Dr. Simkin: Or months, because you’ve established a diagnosis.
Dr. Edwards: Yes—as prophylaxis, for which the dosage is one tablet once or twice daily. And then you’d leave the patient on prophylaxis and start urate-lowering therapy, if it hadn’t been started already.
Dr. Mandell: We’re now way past having trial data to support this, and this approach may negate the purported safety advantages of the low-dose regimen supported by AGREE.
Dr. Edwards: Yes, this is rank speculation.
Dr. Simkin: But there is evidence of the value of prophylaxis.
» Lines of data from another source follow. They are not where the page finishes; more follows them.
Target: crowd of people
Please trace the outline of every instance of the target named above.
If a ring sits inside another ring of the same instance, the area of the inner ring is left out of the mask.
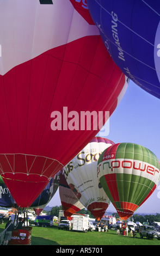
[[[102,222],[99,222],[96,225],[95,231],[108,232],[108,229],[107,224],[103,223]]]

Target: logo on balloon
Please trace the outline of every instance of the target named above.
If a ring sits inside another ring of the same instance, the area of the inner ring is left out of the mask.
[[[83,7],[83,8],[85,8],[85,9],[88,9],[86,0],[76,0],[76,2],[77,2],[78,3],[81,3],[82,2],[82,7]]]
[[[159,185],[158,186],[158,187],[157,187],[157,190],[159,190],[159,191],[158,192],[157,194],[157,198],[160,199],[160,186]]]
[[[62,112],[54,111],[51,113],[53,120],[51,123],[53,131],[100,131],[100,136],[107,136],[109,131],[109,111],[68,112],[67,107],[63,107]],[[104,125],[103,125],[105,120]]]

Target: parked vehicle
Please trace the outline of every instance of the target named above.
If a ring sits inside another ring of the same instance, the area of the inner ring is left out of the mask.
[[[139,234],[141,238],[146,236],[147,239],[156,238],[158,240],[160,240],[160,232],[156,230],[153,226],[148,225],[140,226]]]
[[[96,227],[94,225],[93,223],[90,221],[89,221],[88,222],[88,230],[92,231],[93,230],[95,230],[95,229],[96,229]]]
[[[61,222],[58,224],[58,229],[66,229],[67,230],[70,230],[71,227],[71,221],[68,220],[63,220]]]
[[[48,225],[53,225],[53,216],[36,216],[34,221],[34,224],[40,227],[46,227]]]
[[[87,232],[88,230],[89,218],[83,215],[73,216],[72,230]]]

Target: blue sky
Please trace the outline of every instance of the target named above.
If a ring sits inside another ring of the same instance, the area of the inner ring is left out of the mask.
[[[151,150],[160,160],[160,99],[141,89],[132,81],[109,119],[107,137],[115,143],[131,142]],[[104,136],[103,136],[104,137]],[[59,191],[48,203],[60,205]],[[110,204],[107,209],[115,212]],[[153,194],[135,213],[160,213],[160,182]]]

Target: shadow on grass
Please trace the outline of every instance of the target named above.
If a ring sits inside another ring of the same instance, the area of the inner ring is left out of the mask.
[[[31,245],[59,245],[57,242],[50,239],[32,236]]]

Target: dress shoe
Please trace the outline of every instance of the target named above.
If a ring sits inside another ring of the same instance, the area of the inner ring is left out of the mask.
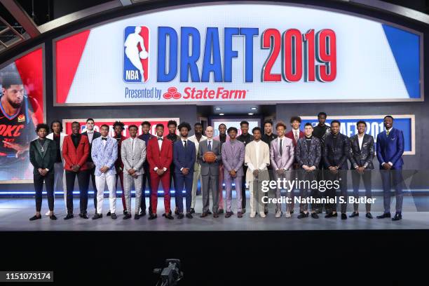
[[[303,212],[301,214],[299,214],[299,215],[298,215],[299,219],[304,219],[304,217],[308,217],[308,212],[306,214],[305,212]]]
[[[392,218],[393,221],[397,221],[402,219],[402,214],[400,212],[396,212],[395,217]]]
[[[67,214],[67,215],[66,215],[64,217],[64,219],[72,219],[74,217],[74,216],[73,215],[73,214]]]
[[[328,212],[327,215],[325,216],[325,218],[329,219],[329,217],[338,217],[337,212]]]
[[[97,214],[97,212],[95,213],[95,214],[94,214],[94,216],[93,217],[93,219],[101,219],[102,217],[103,217],[103,215],[101,214]]]
[[[386,217],[390,217],[390,212],[385,212],[381,215],[377,215],[377,219],[386,219]]]
[[[34,220],[40,219],[41,219],[41,214],[39,214],[39,216],[34,215],[30,217],[30,221],[34,221]]]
Dr. Mandell: There is certainly evidence for the value of prophylaxis, from a number of studies. We’ll get to that shortly. However, if we think just about treating the acute attack and the AGREE findings, I don’t think we can extend those results with confidence to a setting where we switch immediately from acute therapy into a prophylactic mode. Not that we shouldn’t consider doing that—it’s similar to my practice as well, though I tend to use lower doses as I extend out—but the existing trial data are limited to that very short window of acute treatment. Anything we do beyond that is an extension from our belief that the inflammatory response to crystals in a joint lasts longer. I believe it generally requires longer anti-inflammatory therapy, but we need to expect some frequency of side effects and drug interactions as we put patients on chronic colchicine therapy.
The other factor that used to be an advantage of this type of regimen was its low cost. For a long time colchicine was available from multiple manufacturers and was exceedingly inexpensive, although with less FDA guidance on its use and less oversight of its manufacturing. This enabled even patients with no insurance to go on a prophylactic therapy and remain on it. The environment is now quite different with the introduction of a single FDA-approved and -regulated branded product. So how do we deal with cost in the current environment?
Dr. Edwards: In terms of specific numbers, once-daily and twice-daily doses of unbranded colchicine used to cost about $6 and $12 a month, respectively, based on the average wholesale price. Now the cost of branded colchicine (Colcrys) is about $175 a month for the once-daily dose and $350 a month for the twice-daily dose, again based on the average wholesale price.
Dr. Simkin: I think all of us are deeply troubled by the high cost of this preparation and hope that the alternatives will still remain available to us.
Dr. Edwards: Yes, especially since it sounds like most of us consider colchicine our go-to drug for maintenance. It used to be that patients might be on maintenance colchicine therapy for 5 or 10 years without any addition of urate-lowering therapy. Today, however, when most of us put a patient on prophylactic therapy with colchicine, it’s with the intent of also addressing the hyperuricemia that’s at the heart of the disease process. In that case we still cover patients with colchicine prophylaxis during the initial months of urate-lowering therapy because of the elevated rate of gout flares—so-called mobilization flares—that occur during the process of uric acid reduction.
Dr. Mandell: The manufacturer of branded colchicine has introduced a patient assistance program to ease the drug’s cost for the financially needy. We will have to see how practical it is and how it affects our patients’ use of this medication.